海沿いの民宿なら、時に極上の魚介類にありつけることもあるが
山間の宿といえば輸入物の山菜料理に
コイのアライや養殖イワナの塩焼き、
冷えたエビの天ぷら、マグロの刺身
などが主で、郷土料理でもてなしてくれるところは滅多にない。

しかし、かねやの夕食には嬉しいを通り越して感動すら覚えた。
全国の名川を釣りあるくキャリア50年の大ベテラン
相吉孝顕さんも、心温まるもてなしに酔いしれていたようす。
イワナはもちろん天然もの。

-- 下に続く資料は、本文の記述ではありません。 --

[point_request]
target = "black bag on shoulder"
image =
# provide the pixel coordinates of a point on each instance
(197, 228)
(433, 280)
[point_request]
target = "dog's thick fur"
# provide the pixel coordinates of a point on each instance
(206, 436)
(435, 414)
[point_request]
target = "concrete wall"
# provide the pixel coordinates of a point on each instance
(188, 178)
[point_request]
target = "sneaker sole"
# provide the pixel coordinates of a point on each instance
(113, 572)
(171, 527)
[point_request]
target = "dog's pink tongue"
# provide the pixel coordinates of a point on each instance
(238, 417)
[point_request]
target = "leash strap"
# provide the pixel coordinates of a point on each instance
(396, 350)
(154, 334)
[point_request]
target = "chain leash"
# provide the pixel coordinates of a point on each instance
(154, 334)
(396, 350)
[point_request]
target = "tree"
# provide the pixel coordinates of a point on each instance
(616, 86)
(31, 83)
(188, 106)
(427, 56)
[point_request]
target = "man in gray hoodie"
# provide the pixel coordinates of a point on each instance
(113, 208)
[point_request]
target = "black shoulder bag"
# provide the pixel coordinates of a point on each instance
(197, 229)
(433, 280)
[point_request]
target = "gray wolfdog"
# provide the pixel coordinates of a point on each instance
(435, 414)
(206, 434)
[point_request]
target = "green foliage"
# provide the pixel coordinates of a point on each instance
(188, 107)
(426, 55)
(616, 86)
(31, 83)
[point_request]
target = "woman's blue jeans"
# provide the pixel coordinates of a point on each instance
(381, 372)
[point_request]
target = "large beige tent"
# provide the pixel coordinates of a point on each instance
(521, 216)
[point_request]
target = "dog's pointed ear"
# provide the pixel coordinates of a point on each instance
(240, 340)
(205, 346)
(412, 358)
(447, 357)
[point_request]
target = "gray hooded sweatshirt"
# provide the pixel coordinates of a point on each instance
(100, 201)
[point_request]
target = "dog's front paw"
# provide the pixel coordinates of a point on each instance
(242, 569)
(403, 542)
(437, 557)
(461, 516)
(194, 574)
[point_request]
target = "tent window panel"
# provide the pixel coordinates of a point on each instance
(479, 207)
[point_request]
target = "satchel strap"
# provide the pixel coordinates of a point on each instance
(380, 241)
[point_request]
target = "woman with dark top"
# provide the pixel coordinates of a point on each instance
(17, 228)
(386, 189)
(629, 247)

僕と相吉さん、カメラマンの浦壮一郎さん
いずれもサイズは20cmほど。
そういえば、ご主人の星幸弘さんは7寸前後しか釣らないと言っていた。

ワラビやウドなどの山菜は、もちろん地のもの。
天ぷらは山菜がメイン。エビ天はなく、
代わりに妙な形をしたモノが…。
「サンショウウオだす。精力がつきますだす」
と主人。
檜枝岐ではズウというワナでサンショウウオを捕る。
昔は各家庭で捕っていたが、今では4~5人しかいないそうだ。
サンショウウオは精力剤として、また産後の肥立がよくなるともいわれ
村では強壮剤的に用いられたようだ。

見た目こそグロイものの、
サンショウウオはハゼ天のような甘さがあり
エビ天のような歯ごたえがあり
ピリリと山椒をきかしたかのような不思議な味が
いつまでも口の中に残る魔味である。
しかも、卵まで入っていた。
「意外とうまいっすね」
「本当だ、けっこういけるね」

と浦さんと夢中になってサンショウウオを賞味しているときに
写真を撮っていないことに気付いた。

「相吉さん、サンショウウオの写真を…」

古希を過ぎたベテランも、
真っ先に魔味を平らげてしまっていた。

そのほか、米のなかった時代に米代わりに食べていた
という「つめっこ」や、その旨さゆえ庶民には食べることが
ご法度であったという「はっとう」、檜枝岐名物の「裁そば」
など、とても民宿の料理とは思えなかった。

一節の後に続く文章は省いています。